Science Museum - Tell

It’s 2014 and the watchword in the museum community is Visitor Generated Content (VGC). The walls of the museum are breaking down and the role of the curator handing down information to a passive public is being challenged. Now it is the audience who are invited to bring their own interpretation to the artefacts on display, and encouraged to share their thoughts in new and interesting ways. Working with the New Media team at the Science Museum I am tasked to produce a report on the current state of VGC in the museum community and to come up with innovative ways of allowing visitors to the museum to interact with the museum’s collections and with each other.

The system I create is designed to be flexible enough to adapt to any exhibition and scale from the smallest to the largest potential audience. One of the big problems with VGC is the potential for inappropriate material to be posted and the difficulty of moderating visitor input. To mitigate this the system is designed with quarantining functionality provided by machine learning algorithms and natural language processing techniques.

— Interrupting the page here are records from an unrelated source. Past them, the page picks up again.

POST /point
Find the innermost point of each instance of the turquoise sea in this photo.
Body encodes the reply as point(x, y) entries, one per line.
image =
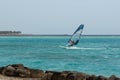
point(98, 55)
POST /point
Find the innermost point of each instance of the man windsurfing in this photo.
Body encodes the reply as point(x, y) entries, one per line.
point(74, 40)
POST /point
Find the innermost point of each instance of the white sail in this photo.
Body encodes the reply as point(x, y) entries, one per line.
point(74, 40)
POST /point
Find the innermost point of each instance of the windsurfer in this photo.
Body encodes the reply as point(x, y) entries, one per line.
point(71, 43)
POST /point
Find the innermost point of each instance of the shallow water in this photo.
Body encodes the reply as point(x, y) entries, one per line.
point(98, 55)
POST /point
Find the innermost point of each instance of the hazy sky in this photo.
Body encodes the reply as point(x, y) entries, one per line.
point(60, 16)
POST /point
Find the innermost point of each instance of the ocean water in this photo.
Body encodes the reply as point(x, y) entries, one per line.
point(98, 55)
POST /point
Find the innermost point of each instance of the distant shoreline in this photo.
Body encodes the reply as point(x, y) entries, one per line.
point(48, 35)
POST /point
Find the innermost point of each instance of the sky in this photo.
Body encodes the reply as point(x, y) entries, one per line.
point(60, 16)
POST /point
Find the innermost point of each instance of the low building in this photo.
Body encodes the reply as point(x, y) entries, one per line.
point(10, 32)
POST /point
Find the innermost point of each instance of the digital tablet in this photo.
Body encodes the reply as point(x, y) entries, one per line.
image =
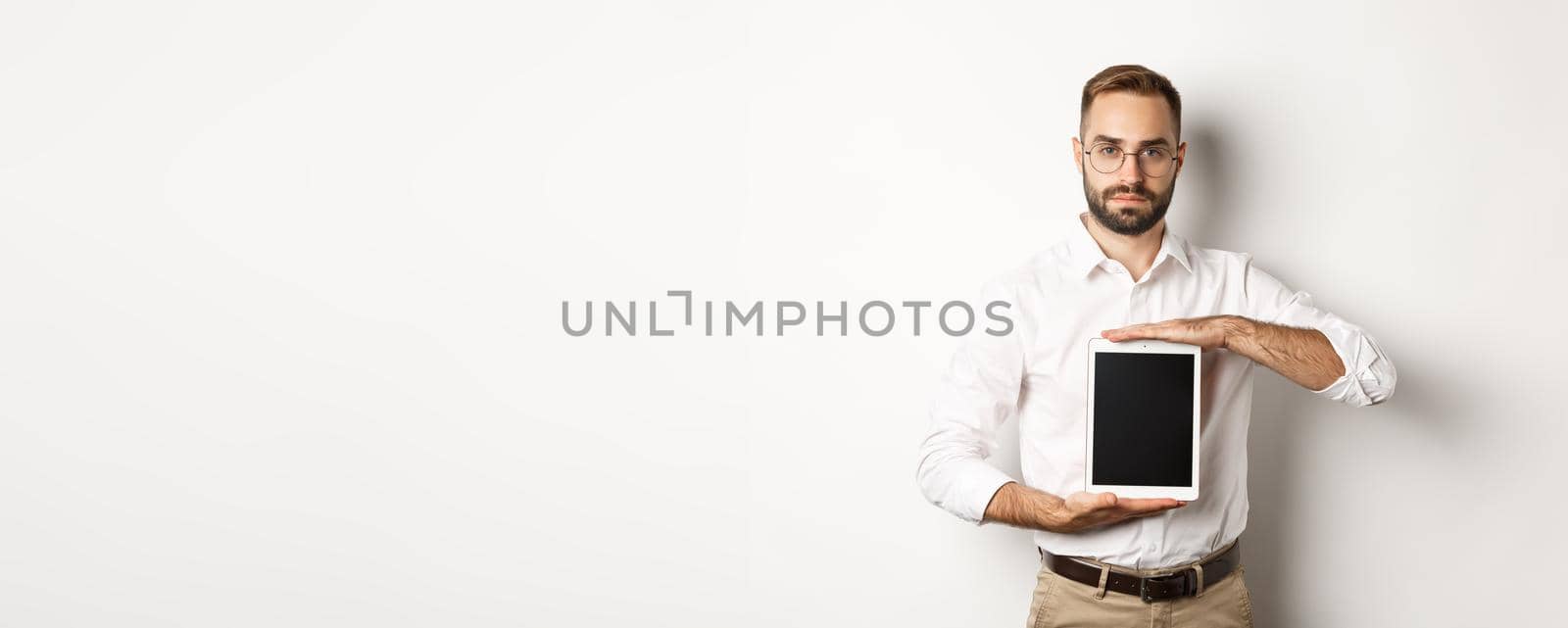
point(1144, 418)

The smartphone and social networks are ubiquitous on the museum floor so I create a system to utilise these technologies. Visitors are invited to take photos and post to instagram or twitter using predefined hashtags which are monitored over the real-time APIs by a server. This server performs some basic moderation tasks using machine learning to quarantine suspect content. The rest of the content is allowed through instantly and appears on monitors in the gallery. Quarantined content is sent to human moderators who perform a secondary check and have the final say on whether the material gets shown.